Republicans interfering in local policy isn’t subtle anymore. They nixed minor local taxes on businesses that helped cities fund infrastructure. They killed off tax credits to help the restoration of old buildings. They meddled in Raleigh’s Dix Park deal.
And in the most blatant example, state lawmakers voted 66-47 Wednesday to change the way Wake County commissioners are elected. The bill making the change moved through the General Assembly with breathtaking speed – and without any meaningful discussion about what it will mean to residents. Republicans in the county and in the General Assembly think they know what it will mean: that their party will regain control of the commissioners’ board, control they lost in the last election when four Republicans were trounced by four Democrats, making the seven-member board all Democratic.
As a local bill, the successful vote makes the redistricting law. Gov. Pat McCrory cannot veto local bills.
Sen. Chad Barefoot, a Wake Forest Republican, is the sponsor of the change. Wake Republican Reps. Paul Stam and Gary Pendleton helped craft the proposal and usher it through the House Wednesday.
It’s a nefarious plan on the part of Republicans, sore losers of the last commissioners’ race.
The new districts take effect in 2018 and increase the board from seven to nine members. Instead of all voters getting to vote for all commissioners’ candidates, which is about as democratic as an election can get, the new system has two new super districts, each covering half of the county. Voters would cast ballots only for commissioners in their own districts and for a candidate in one of the super districts.
The Wake commissioners districts will follow the new school board districts which take effect in 2016. The new arrangement will heavily favor Republicans by diluting the influence of heavily Democratic parts of Raleigh and Cary.
A News & Observer analysis found that if the new districts had been in place during the 2014 election, Republicans would have retained control of the board, taking five of the nine new districts. Indeed, they would have held the board majority despite Democrats drawing 30,000 more votes than Republicans.
The logic behind the change is that voters from outlying parts of the county that don’t have a commissioner in residence would get someone from their district on the board. Currently, four of the seven commissioners live in Raleigh, which has nearly half the county’s population.

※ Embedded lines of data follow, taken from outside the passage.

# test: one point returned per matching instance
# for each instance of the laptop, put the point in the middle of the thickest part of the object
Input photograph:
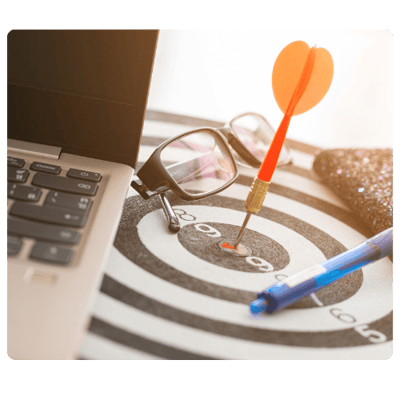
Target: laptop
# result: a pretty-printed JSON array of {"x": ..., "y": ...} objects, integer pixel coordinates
[{"x": 76, "y": 103}]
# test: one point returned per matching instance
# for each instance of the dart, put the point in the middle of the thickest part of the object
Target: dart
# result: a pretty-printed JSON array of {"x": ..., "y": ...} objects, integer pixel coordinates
[{"x": 300, "y": 79}]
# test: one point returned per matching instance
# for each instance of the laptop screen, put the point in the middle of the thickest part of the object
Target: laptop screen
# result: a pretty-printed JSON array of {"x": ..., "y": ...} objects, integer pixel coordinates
[{"x": 82, "y": 90}]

But commissioners have to run from districts and live in those districts, even though all voters get to cast a ballot for all seven commissioners. So there is nothing to prevent fair competition from anyone in any district who wishes to run. By changing the system, Republicans are narrowing, not expanding, the power of voters. But they’re improving their own chances of getting control.

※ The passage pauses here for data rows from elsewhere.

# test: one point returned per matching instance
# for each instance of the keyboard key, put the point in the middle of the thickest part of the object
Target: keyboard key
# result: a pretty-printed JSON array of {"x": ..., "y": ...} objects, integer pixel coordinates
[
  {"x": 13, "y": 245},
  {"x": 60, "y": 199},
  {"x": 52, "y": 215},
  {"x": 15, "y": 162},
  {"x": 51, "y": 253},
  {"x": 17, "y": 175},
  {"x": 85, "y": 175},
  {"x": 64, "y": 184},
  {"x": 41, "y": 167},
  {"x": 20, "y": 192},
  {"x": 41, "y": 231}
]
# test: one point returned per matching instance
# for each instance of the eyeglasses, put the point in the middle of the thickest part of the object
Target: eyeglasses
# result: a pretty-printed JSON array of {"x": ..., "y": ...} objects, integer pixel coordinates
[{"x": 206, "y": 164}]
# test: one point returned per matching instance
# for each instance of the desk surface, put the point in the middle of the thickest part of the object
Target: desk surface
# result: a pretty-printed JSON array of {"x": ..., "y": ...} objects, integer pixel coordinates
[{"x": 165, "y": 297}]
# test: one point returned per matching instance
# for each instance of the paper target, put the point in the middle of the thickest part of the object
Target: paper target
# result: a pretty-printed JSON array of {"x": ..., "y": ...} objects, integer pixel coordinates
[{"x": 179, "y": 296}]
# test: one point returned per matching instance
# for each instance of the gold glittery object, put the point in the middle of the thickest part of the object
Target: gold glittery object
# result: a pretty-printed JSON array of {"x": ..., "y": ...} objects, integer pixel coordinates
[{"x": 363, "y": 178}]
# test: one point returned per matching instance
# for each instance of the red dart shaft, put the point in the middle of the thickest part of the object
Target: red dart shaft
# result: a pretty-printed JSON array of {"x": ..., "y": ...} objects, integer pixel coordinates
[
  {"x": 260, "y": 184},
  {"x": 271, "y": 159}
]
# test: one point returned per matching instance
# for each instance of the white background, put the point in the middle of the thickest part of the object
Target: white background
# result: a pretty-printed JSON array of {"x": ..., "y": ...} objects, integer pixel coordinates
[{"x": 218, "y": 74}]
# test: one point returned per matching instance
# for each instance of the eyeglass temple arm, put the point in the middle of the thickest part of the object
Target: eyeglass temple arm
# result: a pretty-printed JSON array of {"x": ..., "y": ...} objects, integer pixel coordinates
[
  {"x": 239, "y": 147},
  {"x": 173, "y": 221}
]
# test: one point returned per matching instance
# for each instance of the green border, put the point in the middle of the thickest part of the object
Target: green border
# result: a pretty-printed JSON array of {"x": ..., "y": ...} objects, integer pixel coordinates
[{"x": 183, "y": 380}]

This is simply an unnecessary manipulation of the voting process and a system that has worked well. It’s the same system used by two thirds of the state’s 100 counties. And Republicans had no problem with it when they won control of the Board of Commissioners. They won fair and square, and they lost fair and square. The solution to their problem is not putting the fix in, but running good candidates who can make a case to voters.

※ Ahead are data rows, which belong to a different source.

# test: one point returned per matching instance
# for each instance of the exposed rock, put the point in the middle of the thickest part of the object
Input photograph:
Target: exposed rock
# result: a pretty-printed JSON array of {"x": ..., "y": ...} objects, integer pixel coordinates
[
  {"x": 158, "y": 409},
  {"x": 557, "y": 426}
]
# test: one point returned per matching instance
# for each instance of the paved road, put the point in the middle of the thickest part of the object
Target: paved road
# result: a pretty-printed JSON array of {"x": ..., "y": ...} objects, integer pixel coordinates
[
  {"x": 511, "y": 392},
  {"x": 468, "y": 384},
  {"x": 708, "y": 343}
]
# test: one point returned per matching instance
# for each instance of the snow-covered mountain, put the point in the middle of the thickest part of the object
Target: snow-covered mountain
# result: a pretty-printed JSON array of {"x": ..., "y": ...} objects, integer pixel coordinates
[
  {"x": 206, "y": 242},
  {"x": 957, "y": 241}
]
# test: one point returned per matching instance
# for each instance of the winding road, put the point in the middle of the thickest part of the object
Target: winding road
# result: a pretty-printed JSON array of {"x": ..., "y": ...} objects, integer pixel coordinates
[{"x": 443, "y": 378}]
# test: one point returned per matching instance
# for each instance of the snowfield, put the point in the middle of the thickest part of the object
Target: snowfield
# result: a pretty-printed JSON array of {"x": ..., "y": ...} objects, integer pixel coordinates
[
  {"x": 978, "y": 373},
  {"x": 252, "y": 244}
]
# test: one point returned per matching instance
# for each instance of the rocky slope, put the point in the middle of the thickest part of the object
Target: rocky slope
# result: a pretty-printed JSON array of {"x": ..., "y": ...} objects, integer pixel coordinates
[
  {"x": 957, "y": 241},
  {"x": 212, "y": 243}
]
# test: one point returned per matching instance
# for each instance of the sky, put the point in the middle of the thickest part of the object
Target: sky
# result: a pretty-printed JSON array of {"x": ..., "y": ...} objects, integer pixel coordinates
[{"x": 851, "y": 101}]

An election won with skewed lines designed to favor one party over another will not give credibility to an elected board and help its members govern.
Now, with the existing system, those who win office on the board can say they were elected by all the people. Once the change comes, that no longer will be the case.
But Republican lawmakers had the votes and now shall have their way, blustering on and interfering with a local governing board and the people who elected its members, no matter the cost ... to democracy.